Все тексты, опубликованные здесь,
открыты для свободного распространения по лицензии Creative Commons Attribution.

«Берег» — это кооператив независимых журналистов.

«Бывает, дети мониторят новости на уроках» Как изменилась работа российских учителей на фоне войны и чего они ждут от нового учебного года

Начался новый учебный год — второй на фоне полномасштабного вторжения России в Украину. Кооператив независимых журналистов «Берег» поговорил с российскими учителями, которые выступают против войны, — о том, как изменилась их работа за минувшие полтора года и что ждет школы России в ближайшем будущем.

Елена

40 лет, учитель иностранного языка одной из московских школ

Руководство призывает нас более пристально наблюдать за детьми — кто что обсуждает, в каком контексте. Классные руководители (Елена — сама классный руководитель, — прим. «Берега») должны отслеживать настроения, беседовать с учениками, если они приходят и задают вопросы [о войне и политике]. Например, если кто-то вдруг услышал, что ученик поет гимн Украины, то его [ученика] вызовут на беседу с классным руководителем, психологом и школьным соцработником: «Милая детка, ты, наверное, случайно услышал это, но официальная линия партии другая. Мы же не хотим, чтобы у твоих родителей были проблемы». На первый раз ребенок отделается запиской — напишет, что «спел случайно», «не это имел в виду», «не хотел никого обидеть». Эту бумажку куда-то [в папку] подошьют — и все, конфликт исчерпан. 

Если [антивоенные высказывания ребенка услышит] идейный учитель [поддерживающий войну и политику Путина], то, возможно, деточке придется прийти [лично к этому учителю] и извиниться — ну и все. У меня [в классе] был один ученик, с которым пришлось провести такой разговор. Он провоцировал учителя другого предмета, очень ориентированного на государственную позицию, — ему [школьнику] было прикольно, «что ответит тетка в такой ситуации». Мы поговорили с ним, с его мамой, написали объяснительную записку [на имя директора школы], сходили к учительнице [которую провоцировал ученик] и принесли ей свои извинения. Но не за то, что [ребенок] не поддержал «линию партии», а за то, что он ее оскорбил как педагога [своими провокациями]. И все — дальше ребенок спокойно поступал в восьмой класс, это ни на чем не отразилось. 

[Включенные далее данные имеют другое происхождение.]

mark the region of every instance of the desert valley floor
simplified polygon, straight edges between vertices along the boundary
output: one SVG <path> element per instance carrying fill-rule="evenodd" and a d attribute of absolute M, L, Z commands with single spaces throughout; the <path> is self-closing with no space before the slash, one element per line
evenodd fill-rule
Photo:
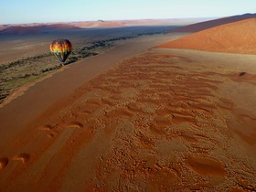
<path fill-rule="evenodd" d="M 79 61 L 0 108 L 0 191 L 255 191 L 256 56 L 154 48 L 174 36 Z"/>

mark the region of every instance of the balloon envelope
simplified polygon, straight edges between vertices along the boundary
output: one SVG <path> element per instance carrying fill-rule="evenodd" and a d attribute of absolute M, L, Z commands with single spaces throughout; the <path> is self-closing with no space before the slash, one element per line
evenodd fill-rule
<path fill-rule="evenodd" d="M 72 44 L 68 39 L 59 38 L 49 45 L 50 51 L 64 63 L 72 50 Z"/>

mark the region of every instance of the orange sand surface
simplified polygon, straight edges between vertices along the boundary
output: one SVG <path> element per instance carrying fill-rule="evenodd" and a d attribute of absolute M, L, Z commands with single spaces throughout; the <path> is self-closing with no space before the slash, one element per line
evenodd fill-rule
<path fill-rule="evenodd" d="M 256 18 L 215 27 L 169 41 L 158 48 L 256 54 Z"/>
<path fill-rule="evenodd" d="M 27 123 L 16 111 L 0 116 L 0 191 L 255 191 L 255 61 L 155 48 L 109 65 L 49 106 L 38 96 L 43 112 Z M 58 75 L 71 70 L 80 76 L 76 67 Z M 53 84 L 44 81 L 0 112 Z M 31 112 L 26 105 L 20 117 Z"/>

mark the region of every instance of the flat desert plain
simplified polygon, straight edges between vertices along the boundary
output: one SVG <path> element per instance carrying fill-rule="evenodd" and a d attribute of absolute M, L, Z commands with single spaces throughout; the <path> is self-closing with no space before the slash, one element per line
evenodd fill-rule
<path fill-rule="evenodd" d="M 255 191 L 256 56 L 150 48 L 176 37 L 126 41 L 0 108 L 0 191 Z"/>

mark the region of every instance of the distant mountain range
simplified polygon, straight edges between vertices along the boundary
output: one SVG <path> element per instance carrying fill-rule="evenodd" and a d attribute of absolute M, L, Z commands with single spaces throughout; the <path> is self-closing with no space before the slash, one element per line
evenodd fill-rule
<path fill-rule="evenodd" d="M 0 35 L 40 34 L 51 30 L 76 30 L 91 27 L 121 27 L 131 26 L 185 26 L 211 18 L 140 19 L 119 21 L 81 21 L 67 23 L 0 25 Z"/>

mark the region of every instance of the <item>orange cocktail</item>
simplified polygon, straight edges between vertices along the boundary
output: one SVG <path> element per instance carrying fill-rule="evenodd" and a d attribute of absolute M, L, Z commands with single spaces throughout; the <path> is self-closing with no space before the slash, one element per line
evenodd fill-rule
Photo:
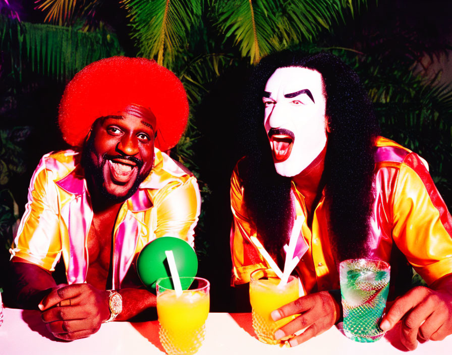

Но если ребенок будет вести себя так систематически или сделает нечто подобное, но откровенно и ярко, например, выйдет с одиночным пикетом, то [к директору школы] вызовут не только ученика, но и его родителей. На встрече будет не только школьный социальный работник, но и какой-нибудь районный-департаментный. И дальше будут вести [с семьей ребенка] беседы на тему.

Учителя и классные руководители относятся к призыву [следить за детьми] по-разному: кто-то действительно так делает, другие просто стараются создавать теплую атмосферу. Потому что детям очень трудно — они попали в моральную мясорубку, и их надо поддержать. Я, например, вижу свою задачу в том, чтобы обеспечить в школе такой микроклимат, чтобы отвлечь учеников от кошмара, который [возможно] происходит у них на кухне — все эти переживания, страхи, экономические перемены, споры между родителями. [Для меня важно] создать среду, в которой им будет комфортно и тепло.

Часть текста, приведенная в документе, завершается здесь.